When You Have Listened to God, Listen to the Person You’re Caring For

Listening to others and their needs is also how Jesus cared. Over and over in the gospels when someone approaches Jesus, He doesn’t assume that He knows what He should do for them. Instead, He asks them, “What do you want me to do for you?” (Luke 18:41 with blind Bartimaeus being an example). In this way, the person we’re seeking to care for actually feels cared for as we listen to them and their needs. Being listened to gives someone dignity. We listen to people—we fix problems. People can tell the difference if we view them as a problem or a person and our Savior always treated people like people created in the image of God. Just as a practical note, oftentimes when we begin a labor of love for someone, they actually don’t have a response to the question “what can I do for you?”. That shouldn’t surprise us—it’s okay. But we must be persistent in our love and in that question (ask them again the next time you see them if it’s appropriate). Eventually, they’ll either think of something or they will feel loved enough and safe enough to share their need. 


After You Have Listened

When you know the need that this person has, fulfill it! And we shouldn’t be surprised if the need stretches us. Even if it’s hard, we should seek to meet the needs of our brothers and sisters in Christ. In fact, we should seek to meet the needs of our brothers and sisters especially if it’s hard since Jesus did the same for us and we will meet Him in the hard work of love in ways that we’ll never experience otherwise. As you fulfill this need, never lose sight of what the Father is doing and keep looking to Him to help you—you can’t do it on your own (especially if the need is something that you’re not naturally good at helping with)!


Where Should I Start?

Your own family is the best place to start. Paul tells us in 1 Timothy 5:8 that “if anyone does not provide for his relatives, and especially for members of his household, he has denied the faith and is worse than an unbeliever.” That’s because, in Paul’s mind, family is a believer’s primary responsibility of care. Start praying for them. Start asking them what you can do for them. If you do this, you’ll likely be proficient at helping those outside of your own household since you won’t be able to avoid the labor of love with your own family—they’re with you all the time! They’re the hardest people to care for because they see the real you 24/7 and you see the real them 24/7. They are the people that God has tasked us to love the most in our lives and they are the people who, as time goes on, can be the most draining people to love. Family is the hardest people to care for and the most important.

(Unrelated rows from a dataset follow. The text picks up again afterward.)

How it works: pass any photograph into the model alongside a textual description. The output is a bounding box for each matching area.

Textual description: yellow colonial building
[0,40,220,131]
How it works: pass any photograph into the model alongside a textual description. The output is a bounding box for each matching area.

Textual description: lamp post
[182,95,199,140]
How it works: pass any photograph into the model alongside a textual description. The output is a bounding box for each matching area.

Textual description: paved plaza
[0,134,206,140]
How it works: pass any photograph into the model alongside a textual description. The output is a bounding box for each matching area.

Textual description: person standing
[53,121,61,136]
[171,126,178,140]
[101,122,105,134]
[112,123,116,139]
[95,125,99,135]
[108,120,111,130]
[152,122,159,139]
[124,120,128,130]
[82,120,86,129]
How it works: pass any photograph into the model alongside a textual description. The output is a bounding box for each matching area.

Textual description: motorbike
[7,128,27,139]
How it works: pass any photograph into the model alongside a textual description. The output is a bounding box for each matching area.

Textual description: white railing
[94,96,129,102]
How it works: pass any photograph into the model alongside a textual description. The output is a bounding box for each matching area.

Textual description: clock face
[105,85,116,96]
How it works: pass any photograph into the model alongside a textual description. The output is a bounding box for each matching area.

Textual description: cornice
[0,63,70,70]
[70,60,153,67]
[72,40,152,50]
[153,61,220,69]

After family should be your small group. Pray for each member of your small group by name and lift up their prayer requests throughout the week. When there is a need that is brought up in your small group, consider how you can help meet that need. Don’t be afraid that loving a member of your small group will be an inconvenience to you. It most certainly will be an inconvenience for you at some point. But that’s the cost of love: suffering. But that’s the pattern of Jesus’ life, isn’t it? Love cost Him and we shouldn’t expect love to cost His followers nothing. If each member of each family and each member of each small group were actively carrying one another’s burdens in prayer to the Lord and then listening to one another’s needs and meeting them, our church would in this way fulfill the law of Christ.